To think about what a mole means, one should relate it to quantities such as dozen or pair. Just as a pair can mean two shoes, two books, two pencils, two people, or two of anything else, a mole means 6.02214179×10^{23} of anything. Using the following relation:

\[\text{1 mole} = 6.02214179 \times 10^{23}\]

is analogous to saying:

\[\text{1 Dozen} = \text{12 eggs}\]

It is quite difficult to visualize a mole of something because Avogadro's constant is extremely large. For instance, consider the size of one single grain of wheat. If all the people who have existed in Earth's history did nothing but count individual wheat grains for their entire lives, the total number of wheat grains counted would still be much less than Avogadro's constant; the number of wheat grains produced throughout history does not even approach Avogadro's Number.

Example \(\PageIndex{1}\): Converting Mass to Moles

How many moles of potassium (\(\ce{K}\)) atoms are in 3.04 grams of pure potassium metal?

**SOLUTION**

In this example, multiply the mass of \(\ce{K}\) by the conversion factor (inverse molar mass of potassium):

\[\dfrac{1\; mol\; K}{39.10\; grams \;K} \nonumber \]

39.10 grams is the molar mass of one mole of \(\ce{K}\); cancel out grams, leaving the moles of \(\ce{K}\):

\[3.04\; \cancel{g\; K} \left(\dfrac{1\; mol\; K}{39.10\; \cancel{g\; K}}\right) = 0.0778\; mol\; K \nonumber \]

Similarly, if the moles of a substance are known, the number grams in the substance can be determined. Converting moles of a substance to grams requires a conversion factor of *molar mass of substance/one mole of substance*. One simply needs to follow the same method but in the opposite direction.

Example \(\PageIndex{2}\): Converting Moles to mass

How many grams are 10.78 moles of Calcium (\(\ce{Ca}\))?

**SOLUTION**

Multiply moles of Ca by the conversion factor (molar mass of calcium) **40.08 g Ca/ 1 mol Ca**__ ,__ which then allows the cancelation of moles, leaving grams of Ca.

\[10.78 \cancel{\;mol\; Ca} \left(\dfrac{40.08\; g\; Ca}{1\; \cancel{mol\; Ca}}\right) = 432.1\; g\; Ca \nonumber \]

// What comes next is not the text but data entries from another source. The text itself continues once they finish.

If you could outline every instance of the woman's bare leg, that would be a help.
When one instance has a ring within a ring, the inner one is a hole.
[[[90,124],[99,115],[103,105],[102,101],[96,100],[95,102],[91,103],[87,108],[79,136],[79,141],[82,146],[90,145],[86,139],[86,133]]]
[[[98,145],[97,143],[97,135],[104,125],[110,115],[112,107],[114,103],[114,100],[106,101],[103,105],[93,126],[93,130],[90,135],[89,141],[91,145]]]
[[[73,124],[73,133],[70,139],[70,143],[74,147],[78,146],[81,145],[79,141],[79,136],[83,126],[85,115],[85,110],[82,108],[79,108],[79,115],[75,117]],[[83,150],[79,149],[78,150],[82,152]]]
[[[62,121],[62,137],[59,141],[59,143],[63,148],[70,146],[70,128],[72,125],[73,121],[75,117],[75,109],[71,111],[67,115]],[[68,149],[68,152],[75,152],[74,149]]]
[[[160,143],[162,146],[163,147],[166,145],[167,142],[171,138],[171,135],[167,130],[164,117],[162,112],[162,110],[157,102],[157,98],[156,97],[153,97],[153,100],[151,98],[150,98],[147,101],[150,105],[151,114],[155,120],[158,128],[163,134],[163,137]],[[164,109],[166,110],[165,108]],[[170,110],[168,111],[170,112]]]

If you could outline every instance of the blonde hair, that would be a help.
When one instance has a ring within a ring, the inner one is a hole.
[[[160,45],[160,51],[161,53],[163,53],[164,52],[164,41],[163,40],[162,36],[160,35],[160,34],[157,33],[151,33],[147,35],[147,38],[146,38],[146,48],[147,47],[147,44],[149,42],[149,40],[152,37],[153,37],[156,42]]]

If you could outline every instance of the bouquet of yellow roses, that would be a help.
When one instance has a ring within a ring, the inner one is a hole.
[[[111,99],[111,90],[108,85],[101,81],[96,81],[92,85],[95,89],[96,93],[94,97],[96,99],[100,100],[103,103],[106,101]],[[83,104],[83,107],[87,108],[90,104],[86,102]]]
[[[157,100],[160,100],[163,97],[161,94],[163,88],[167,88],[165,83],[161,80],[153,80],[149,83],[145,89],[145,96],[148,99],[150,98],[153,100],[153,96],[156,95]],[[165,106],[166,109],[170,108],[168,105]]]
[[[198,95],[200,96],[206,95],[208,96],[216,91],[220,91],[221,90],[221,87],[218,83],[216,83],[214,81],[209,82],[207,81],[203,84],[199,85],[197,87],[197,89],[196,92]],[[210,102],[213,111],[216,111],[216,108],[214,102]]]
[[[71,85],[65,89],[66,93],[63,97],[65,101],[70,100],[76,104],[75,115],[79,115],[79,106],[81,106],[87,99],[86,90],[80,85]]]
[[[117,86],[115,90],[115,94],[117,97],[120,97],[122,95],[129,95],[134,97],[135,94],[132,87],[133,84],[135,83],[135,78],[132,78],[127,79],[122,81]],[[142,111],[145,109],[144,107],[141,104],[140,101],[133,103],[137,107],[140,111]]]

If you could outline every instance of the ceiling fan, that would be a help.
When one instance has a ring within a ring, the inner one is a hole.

The total number of atoms in a substance can also be determined by using the relationship between grams, moles, and atoms. If given the mass of a substance and asked to find the number of atoms in the substance, one must first convert the mass of the substance, in grams, to moles, as in Example \(\PageIndex{1}\). Then the number of moles of the substance must be converted to atoms. Converting moles of a substance to atoms requires a conversion factor of **Avogadro's constant (6.02214179×10 ^{23}) / one mole of substance**. Verifying that the units cancel properly is a good way to make sure the correct method is used.

Example \(\PageIndex{3}\): Atoms to Mass

How many atoms are in a 3.5 g sample of sodium (Na)?

**SOLUTION**

\[3.5\; \cancel{g\; Na} \left(\dfrac{1\; mol\; Na}{22.98\; \cancel{g\; Na}}\right) = 0.152\; mol\; Na \nonumber \]

\[0.152\; \cancel{mol\; Na} \left(\dfrac{6.02214179\times 10^{23}\; atoms\; Na}{1\;\cancel{ mol\; Na}}\right) = 9.15 \times 10^{22}\; atoms\; of\; Na \nonumber \]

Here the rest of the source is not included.